Find expansion coefficients for non-integer rational base 'b' that minimize "$\epsilon$-closeness" to a root

Question

For a non-integer rational base b, where b $\in$ (1,2), and the allowed expansion coefficients/symbols are $d_k$ $\in$ {-1,0,1}, it is known that b cannot be a root of the polynomial $\sum_{k=0}^n d_k x^k$. My question relates to how one can determine how "close" b can possibly come in terms of it being a solution to the equation $\sum_{k=0}^n d_k x^k = \epsilon$.

Given a finite terminating expansion in n terms, with known n, and known rational non-integer base b $\in$ (1,2), how can one "efficiently" find the coefficients $d_k$ that minimize the absolute value of $\epsilon$?

Furthermore, if b is not fixed, how can one efficiently find a non-integer rational b, assuming one exists in (1,2), that maximizes the value of this "minimum $d_k$" $\epsilon$ for a fixed n?

This may have practical importance in applications where finite terminating representations of numbers in base b are known to be unique in the purely mathematical sense, but should be chosen carefully in computer applications given practical limitations on machine precision.

Answer 1

Let $P(z) = \sum_{k=0}^n d_k z^k$ be of degree $n$ (so $d_n = \pm 1$).

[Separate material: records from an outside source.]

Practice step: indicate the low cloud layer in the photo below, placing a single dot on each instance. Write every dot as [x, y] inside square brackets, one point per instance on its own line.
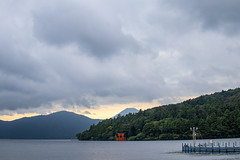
[88, 54]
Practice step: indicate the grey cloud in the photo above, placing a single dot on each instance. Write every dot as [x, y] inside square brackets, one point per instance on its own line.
[222, 15]
[70, 22]
[53, 61]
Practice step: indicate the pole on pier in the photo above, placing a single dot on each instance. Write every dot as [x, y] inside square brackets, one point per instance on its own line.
[194, 135]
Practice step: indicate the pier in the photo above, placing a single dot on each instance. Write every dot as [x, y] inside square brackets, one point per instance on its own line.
[210, 146]
[226, 147]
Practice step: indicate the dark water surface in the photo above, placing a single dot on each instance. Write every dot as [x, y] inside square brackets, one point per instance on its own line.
[101, 150]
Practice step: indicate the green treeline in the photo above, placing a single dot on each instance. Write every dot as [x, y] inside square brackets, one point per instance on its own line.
[216, 115]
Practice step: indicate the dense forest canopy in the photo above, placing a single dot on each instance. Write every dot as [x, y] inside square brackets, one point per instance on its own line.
[216, 115]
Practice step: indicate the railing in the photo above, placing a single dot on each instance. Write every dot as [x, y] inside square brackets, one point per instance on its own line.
[225, 147]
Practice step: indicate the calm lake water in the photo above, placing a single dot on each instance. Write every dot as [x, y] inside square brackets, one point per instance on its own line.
[101, 150]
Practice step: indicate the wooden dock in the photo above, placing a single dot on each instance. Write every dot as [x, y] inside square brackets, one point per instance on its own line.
[212, 148]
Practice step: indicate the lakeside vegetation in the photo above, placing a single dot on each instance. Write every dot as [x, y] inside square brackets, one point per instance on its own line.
[216, 115]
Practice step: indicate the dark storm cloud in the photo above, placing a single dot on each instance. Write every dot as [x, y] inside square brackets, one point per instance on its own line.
[222, 15]
[65, 23]
[86, 54]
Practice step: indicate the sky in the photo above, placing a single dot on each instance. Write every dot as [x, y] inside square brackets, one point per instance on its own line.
[97, 58]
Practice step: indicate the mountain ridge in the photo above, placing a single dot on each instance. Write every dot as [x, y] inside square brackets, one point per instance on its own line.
[216, 115]
[126, 111]
[58, 125]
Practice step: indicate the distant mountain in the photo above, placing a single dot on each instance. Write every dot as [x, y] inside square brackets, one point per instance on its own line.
[216, 116]
[59, 125]
[126, 111]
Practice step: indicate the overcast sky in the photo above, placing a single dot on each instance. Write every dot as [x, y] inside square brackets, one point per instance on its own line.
[88, 54]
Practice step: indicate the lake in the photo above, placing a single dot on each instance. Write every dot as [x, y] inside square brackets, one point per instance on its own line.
[102, 150]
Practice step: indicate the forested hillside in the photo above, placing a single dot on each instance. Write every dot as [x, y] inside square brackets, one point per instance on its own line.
[216, 115]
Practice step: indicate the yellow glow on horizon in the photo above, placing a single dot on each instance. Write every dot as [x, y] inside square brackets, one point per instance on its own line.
[17, 116]
[108, 111]
[101, 112]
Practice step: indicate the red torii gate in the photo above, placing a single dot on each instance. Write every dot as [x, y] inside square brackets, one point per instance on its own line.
[121, 137]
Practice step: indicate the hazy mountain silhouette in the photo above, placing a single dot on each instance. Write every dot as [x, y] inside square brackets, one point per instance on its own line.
[59, 125]
[126, 111]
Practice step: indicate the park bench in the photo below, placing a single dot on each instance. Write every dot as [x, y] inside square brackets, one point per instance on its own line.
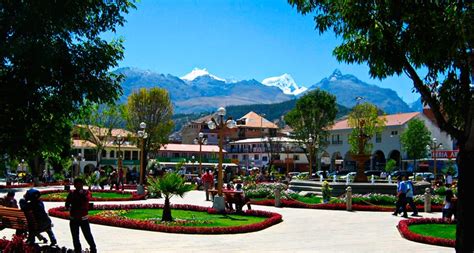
[233, 197]
[13, 218]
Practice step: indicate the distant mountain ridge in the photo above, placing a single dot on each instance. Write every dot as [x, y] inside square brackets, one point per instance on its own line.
[347, 87]
[200, 91]
[286, 83]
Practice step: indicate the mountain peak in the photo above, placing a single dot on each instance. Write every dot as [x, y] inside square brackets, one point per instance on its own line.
[286, 83]
[335, 75]
[197, 72]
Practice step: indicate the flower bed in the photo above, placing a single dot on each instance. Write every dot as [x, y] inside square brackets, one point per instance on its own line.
[272, 219]
[128, 196]
[334, 206]
[403, 227]
[27, 185]
[18, 244]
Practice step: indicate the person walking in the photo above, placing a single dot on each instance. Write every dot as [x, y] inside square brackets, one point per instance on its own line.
[402, 199]
[9, 200]
[410, 193]
[34, 211]
[208, 181]
[77, 202]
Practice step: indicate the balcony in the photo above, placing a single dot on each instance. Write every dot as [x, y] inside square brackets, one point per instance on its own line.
[187, 159]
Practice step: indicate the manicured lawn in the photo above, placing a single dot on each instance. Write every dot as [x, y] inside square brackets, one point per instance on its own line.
[310, 200]
[94, 195]
[187, 218]
[447, 231]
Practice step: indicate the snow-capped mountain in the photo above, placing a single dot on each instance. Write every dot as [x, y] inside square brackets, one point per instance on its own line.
[286, 83]
[197, 72]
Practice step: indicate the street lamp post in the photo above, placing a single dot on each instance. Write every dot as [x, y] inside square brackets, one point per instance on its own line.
[119, 141]
[201, 140]
[434, 146]
[310, 147]
[221, 125]
[142, 135]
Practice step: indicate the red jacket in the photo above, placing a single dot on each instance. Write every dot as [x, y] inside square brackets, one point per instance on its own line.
[78, 204]
[208, 178]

If $b = x/y$ (in lowest terms), we must have $|P(b)| \ge y^{-n}$. This is because $$ y^n P(b) = \sum_{k=0}^n d_k x^k y^{n-k} \equiv d_n x^n \not\equiv 0 \mod y$$ It is possible to have equality, e.g. for $b = 3/2$ with $P(z) = z^5 - z^4 - z - 1$ or $P(z) = {z}^{7}-{z}^{6}-{z}^{4}-{z}^{3}+{z}^{2}+z-1$.

Answer 2

For any number of coefficients $ b_{k} $ and $ x^{k} $ with values from some generating function of $ n $,

we can create a series of polynomials

$$ \sum_{k=1}^{n} b_{k_{n}}x_{n}^{k} = b_{0_{n}} + b_{1_{}}x_{n} + b_{2_{n}}x_{n}^{2} + b_{3_{n}}x_{n}^{3} + ... + b_{k_{n}}x_{n}^{k} = \epsilon_{n} $$

with trivial solutions, and use guassian elimination to determine the minimum value of coefficients $ b_{k} $ for generating function associated with the real cut $ b \in (1,2) $

This way we can find the errors $ \epsilon $ in the solutions for the cut above.

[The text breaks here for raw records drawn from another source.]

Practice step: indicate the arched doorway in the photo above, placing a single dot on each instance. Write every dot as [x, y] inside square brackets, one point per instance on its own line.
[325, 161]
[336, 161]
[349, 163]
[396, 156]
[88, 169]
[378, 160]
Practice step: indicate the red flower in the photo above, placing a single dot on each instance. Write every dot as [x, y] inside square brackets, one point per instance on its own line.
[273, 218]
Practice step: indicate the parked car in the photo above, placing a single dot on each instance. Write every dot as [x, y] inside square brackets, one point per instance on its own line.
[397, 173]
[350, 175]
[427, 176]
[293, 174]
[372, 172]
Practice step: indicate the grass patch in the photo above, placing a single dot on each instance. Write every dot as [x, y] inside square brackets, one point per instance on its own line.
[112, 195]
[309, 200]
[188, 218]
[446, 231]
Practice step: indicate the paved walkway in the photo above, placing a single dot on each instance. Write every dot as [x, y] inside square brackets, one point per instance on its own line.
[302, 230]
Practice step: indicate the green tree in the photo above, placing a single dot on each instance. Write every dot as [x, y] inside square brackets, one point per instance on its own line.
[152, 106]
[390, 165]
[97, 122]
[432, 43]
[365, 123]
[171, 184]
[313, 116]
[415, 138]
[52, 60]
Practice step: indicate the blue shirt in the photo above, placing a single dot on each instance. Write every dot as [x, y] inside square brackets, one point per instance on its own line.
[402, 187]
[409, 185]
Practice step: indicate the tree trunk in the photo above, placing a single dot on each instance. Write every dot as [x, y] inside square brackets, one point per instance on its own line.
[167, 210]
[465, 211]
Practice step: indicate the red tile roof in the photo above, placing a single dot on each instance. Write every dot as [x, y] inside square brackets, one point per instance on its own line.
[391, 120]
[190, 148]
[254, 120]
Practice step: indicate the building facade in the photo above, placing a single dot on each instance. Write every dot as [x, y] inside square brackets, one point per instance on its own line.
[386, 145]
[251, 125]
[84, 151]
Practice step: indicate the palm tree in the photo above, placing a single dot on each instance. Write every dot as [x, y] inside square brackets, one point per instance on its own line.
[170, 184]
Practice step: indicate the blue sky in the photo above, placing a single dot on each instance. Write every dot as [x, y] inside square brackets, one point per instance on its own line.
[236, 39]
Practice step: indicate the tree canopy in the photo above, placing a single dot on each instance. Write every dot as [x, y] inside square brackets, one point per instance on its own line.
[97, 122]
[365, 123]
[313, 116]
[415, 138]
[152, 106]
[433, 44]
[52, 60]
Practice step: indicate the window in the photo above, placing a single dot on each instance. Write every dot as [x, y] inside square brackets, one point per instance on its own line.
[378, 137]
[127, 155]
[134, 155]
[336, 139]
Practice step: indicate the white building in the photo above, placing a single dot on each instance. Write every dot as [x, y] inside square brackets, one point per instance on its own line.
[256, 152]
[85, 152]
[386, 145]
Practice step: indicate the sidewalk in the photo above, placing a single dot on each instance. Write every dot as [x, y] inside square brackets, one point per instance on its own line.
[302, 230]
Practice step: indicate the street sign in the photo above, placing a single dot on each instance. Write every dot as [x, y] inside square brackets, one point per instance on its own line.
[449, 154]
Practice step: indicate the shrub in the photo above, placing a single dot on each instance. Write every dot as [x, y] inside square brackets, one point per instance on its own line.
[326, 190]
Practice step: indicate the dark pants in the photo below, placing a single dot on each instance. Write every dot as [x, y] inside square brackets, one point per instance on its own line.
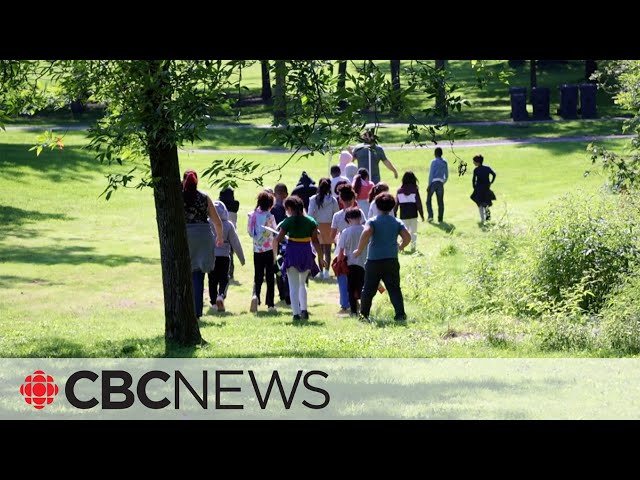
[231, 264]
[197, 278]
[219, 279]
[387, 270]
[283, 288]
[438, 189]
[263, 265]
[355, 282]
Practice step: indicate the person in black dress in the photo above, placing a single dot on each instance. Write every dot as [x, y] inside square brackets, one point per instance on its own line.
[481, 181]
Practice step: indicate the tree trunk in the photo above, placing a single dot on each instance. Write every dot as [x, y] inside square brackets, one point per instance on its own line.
[441, 94]
[342, 74]
[279, 95]
[590, 66]
[181, 324]
[395, 82]
[266, 82]
[533, 78]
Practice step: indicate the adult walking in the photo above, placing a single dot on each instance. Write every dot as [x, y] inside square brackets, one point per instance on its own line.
[438, 176]
[369, 154]
[198, 209]
[482, 194]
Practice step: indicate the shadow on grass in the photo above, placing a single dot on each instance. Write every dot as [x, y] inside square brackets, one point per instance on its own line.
[444, 226]
[7, 281]
[59, 347]
[14, 221]
[308, 323]
[72, 255]
[56, 166]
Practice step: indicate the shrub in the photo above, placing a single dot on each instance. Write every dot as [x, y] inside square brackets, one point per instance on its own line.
[621, 317]
[589, 240]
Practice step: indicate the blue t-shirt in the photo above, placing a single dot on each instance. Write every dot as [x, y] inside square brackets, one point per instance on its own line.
[384, 241]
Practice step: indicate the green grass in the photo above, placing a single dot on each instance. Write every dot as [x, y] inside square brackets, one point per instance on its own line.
[489, 103]
[80, 277]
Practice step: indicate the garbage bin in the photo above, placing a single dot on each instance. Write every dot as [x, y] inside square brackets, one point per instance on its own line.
[568, 101]
[540, 103]
[519, 104]
[588, 108]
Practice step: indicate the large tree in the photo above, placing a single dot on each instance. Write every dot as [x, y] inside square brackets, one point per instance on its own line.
[622, 78]
[155, 106]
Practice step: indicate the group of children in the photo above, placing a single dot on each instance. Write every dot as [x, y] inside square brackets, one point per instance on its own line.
[284, 229]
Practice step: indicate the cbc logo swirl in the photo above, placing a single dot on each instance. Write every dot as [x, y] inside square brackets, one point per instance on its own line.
[39, 389]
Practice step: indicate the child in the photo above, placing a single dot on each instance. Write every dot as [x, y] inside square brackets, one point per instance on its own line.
[281, 192]
[219, 277]
[381, 233]
[350, 171]
[338, 224]
[347, 243]
[379, 188]
[345, 158]
[263, 258]
[410, 205]
[322, 207]
[227, 197]
[362, 186]
[299, 260]
[336, 177]
[482, 194]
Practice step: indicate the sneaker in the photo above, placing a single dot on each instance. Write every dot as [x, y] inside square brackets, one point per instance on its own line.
[401, 319]
[254, 304]
[220, 303]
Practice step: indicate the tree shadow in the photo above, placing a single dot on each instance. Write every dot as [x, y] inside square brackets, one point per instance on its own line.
[56, 166]
[444, 226]
[308, 323]
[14, 220]
[71, 255]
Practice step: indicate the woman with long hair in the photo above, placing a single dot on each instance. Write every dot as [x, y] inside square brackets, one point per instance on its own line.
[299, 260]
[199, 211]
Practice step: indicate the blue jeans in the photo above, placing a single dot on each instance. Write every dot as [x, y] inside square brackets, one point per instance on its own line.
[198, 290]
[387, 270]
[343, 286]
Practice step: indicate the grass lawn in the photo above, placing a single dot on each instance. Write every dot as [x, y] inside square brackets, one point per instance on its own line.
[491, 102]
[80, 277]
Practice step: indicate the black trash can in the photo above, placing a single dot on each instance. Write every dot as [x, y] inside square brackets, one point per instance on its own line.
[519, 104]
[540, 102]
[588, 108]
[568, 101]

We can then put this polynomial into a composition table of arbitrary size to compute the possible values for $\epsilon_{n} $ for any root by means of the $k^{th}$ difference $\Delta_{k} $ algorithm.

The polynomial for $\epsilon_{n} $ looks like this when you compute the table:

$$ \Delta_{1} = \epsilon_{n} - \epsilon_{n+1} $$

$$ \Delta_{2} = \epsilon_{n} - 2\epsilon_{n+1} - \epsilon_{n+2} $$

$$ \Delta_{3} = \epsilon_{n} - 3\epsilon_{n+1} - 3\epsilon_{n+2} - \epsilon_{n+3} $$

Which can be generalised as a binomial perturbation expansion:

$$ (x - \epsilon)^{n} = C^{n}_{r} \epsilon^{r}x^{n-r} = \frac{n!}{r!(n-r)!} \epsilon^{r} x^{n-r} $$

Which has an approximation to real solutions in a set of $ 2^{n-1} $ partitions with a residue of $ 2^{-n} $

The choice of floating point precision should be chosen by the latter values of the residue and partitions required to compute the array of $ k^{th} $ differences.

For a 64K computer, I would recommend $ n < 6 $.